OLANZAPINE oral

Prescription sous contrôle médical

Action thérapeutique

– Antipsychotique (neuroleptique) atypique

Indications

– Psychose chronique, en cas d’échec ou d'intolérance aux autres antipsychotiques

Présentation

– Comprimés à 2,5 mg et 5 mg

Posologie

– Adulte : 5 mg une fois par jour. Augmenter jusqu’à 10 mg par jour si nécessaire (max. 20 mg par jour).
– Réduire la dose de moitié chez le patient âgé (max. 10 mg par jour).

Durée

– Au moins un an.
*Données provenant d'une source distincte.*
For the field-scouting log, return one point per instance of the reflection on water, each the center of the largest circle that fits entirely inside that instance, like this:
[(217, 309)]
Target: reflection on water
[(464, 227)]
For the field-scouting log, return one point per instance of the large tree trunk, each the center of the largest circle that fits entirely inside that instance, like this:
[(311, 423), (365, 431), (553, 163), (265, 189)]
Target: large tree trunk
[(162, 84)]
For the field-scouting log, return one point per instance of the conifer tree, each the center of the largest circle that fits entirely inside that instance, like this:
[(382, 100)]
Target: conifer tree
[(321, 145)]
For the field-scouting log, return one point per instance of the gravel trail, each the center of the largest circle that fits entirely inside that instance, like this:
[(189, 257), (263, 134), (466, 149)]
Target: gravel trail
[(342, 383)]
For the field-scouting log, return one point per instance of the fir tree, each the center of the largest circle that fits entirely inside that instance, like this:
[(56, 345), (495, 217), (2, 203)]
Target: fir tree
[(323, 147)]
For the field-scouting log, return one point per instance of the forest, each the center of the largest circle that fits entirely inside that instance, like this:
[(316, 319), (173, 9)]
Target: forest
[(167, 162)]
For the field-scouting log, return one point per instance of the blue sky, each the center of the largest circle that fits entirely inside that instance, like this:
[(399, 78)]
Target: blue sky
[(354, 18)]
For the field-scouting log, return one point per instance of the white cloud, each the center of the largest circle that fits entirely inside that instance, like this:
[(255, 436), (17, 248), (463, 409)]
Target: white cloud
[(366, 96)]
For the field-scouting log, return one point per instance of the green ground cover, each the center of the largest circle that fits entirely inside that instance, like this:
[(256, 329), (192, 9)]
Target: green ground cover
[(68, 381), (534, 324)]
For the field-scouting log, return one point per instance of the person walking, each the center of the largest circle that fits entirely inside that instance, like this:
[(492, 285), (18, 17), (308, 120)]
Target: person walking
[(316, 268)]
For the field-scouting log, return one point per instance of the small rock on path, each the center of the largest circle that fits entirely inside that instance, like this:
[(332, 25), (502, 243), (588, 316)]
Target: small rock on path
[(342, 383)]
L'arrêt doit être progressif (en 4 semaines), en surveillant les signes de rechute (dans ce cas, ré-augmenter la dose).

Contre-indications, effets indésirables, précautions

– Ne pas administrer en cas de troubles cardiaques (insuffisance cardiaque, infarctus du myocarde récent, troubles de la conduction, bradycardie, etc.), démence (maladie d’Alzheimer p. ex.), maladie de Parkinson, antécédents de syndrome malin des neuroleptiques et de glaucome à angle fermé.
– Administrer avec prudence et sous surveillance chez les patients âgés ; en cas d’hypokaliémie, hypotension, troubles urétro-prostatiques, insuffisance rénale ou hépatique, antécédents de convulsions.
– Peut provoquer : hypotension orthostatique, somnolence, symptômes extrapyramidaux, hyperprolactinémie, prise de poids, hyperlipidémie, hyperglycémie, effets anticholinergiques (constipation, sécheresse de la bouche), céphalées, insomnie, vertige, dysfonction sexuelle ; syndrome malin des neuroleptiques (fièvre inexpliquée avec troubles neuromusculaires), rare mais imposant l’arrêt immédiat du traitement.
– En cas de symptômes extrapyramidaux, associer du bipéridène ou du trihexyphénidyle.
– Eviter ou surveiller l’association avec : 
• médicaments dépresseurs du système nerveux central (analgésiques opioïdes, sédatifs, antihistaminiques H1, etc.) ;
• ciprofloxacine (augmentation des concentrations plasmatiques de l’olanzapine) ;
• carbamazépine, rifampicine, phénobarbital, phénytoïne, ritonavir (diminution des concentrations plasmatiques de l’olanzapine) ;
• antihypertenseurs (risque d’hypotension) ; médicaments allongeant l’intervalle QT (amiodarone, chloroquine, érythromycine, fluconazole, méfloquine, pentamidine, quinine, etc.).
– Eviter l’alcool pendant le traitement. 
– Grossesse : réévaluer la nécessité de poursuivre le traitement ; s'il est poursuivi, surveiller le nouveau-né dans les premiers jours de vie (risque d’hypertonie, trémulations, sédation).
– Allaitement : si indispensable, ne pas dépasser 10 mg par jour.